Run performance tests on ApsaraDB for ClickHouse using the OnTime and Star Schema datasets. This guide walks you through importing each dataset and executing benchmark queries.
Prerequisites
An ApsaraDB for ClickHouse cluster is created. For more information, see Create a cluster.
A database account is created. For more information, see Create a cluster.
A Linux machine is prepared and its IP address is added to the whitelist of the ApsaraDB for ClickHouse cluster. For more information, see Configure a whitelist.
The version of clickhouse-client that matches your ApsaraDB for ClickHouse cluster is installed. For more information, see clickhouse-client.
Usage notes
All clickhouse-client commands in this guide are run from the directory where clickhouse-client is installed.
The OnTime and Star Schema datasets are sourced from the open source ClickHouse official website. For more information, see Example Datasets.

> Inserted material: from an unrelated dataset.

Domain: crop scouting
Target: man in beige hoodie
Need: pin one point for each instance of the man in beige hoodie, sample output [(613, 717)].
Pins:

Use the OnTime dataset to test performance
1. Connect to the cluster
Connect to your ApsaraDB for ClickHouse cluster from clickhouse-client in a Linux environment:
./clickhouse-client --host=<Cluster endpoint> --port=<TCP port number> --user=<Database account username> --password=<Database account password>
2. Create a table
Download and run the table creation script for your cluster edition:
Script for creating a table in an ApsaraDB for ClickHouse cluster of the Single-replica Edition
Script for creating a table in an ApsaraDB for ClickHouse cluster of the Double-replica Edition
3. Download the OnTime dataset
The OnTime dataset spans a large time range and takes a long time to download. You may also see data loss errors during the download, which is expected.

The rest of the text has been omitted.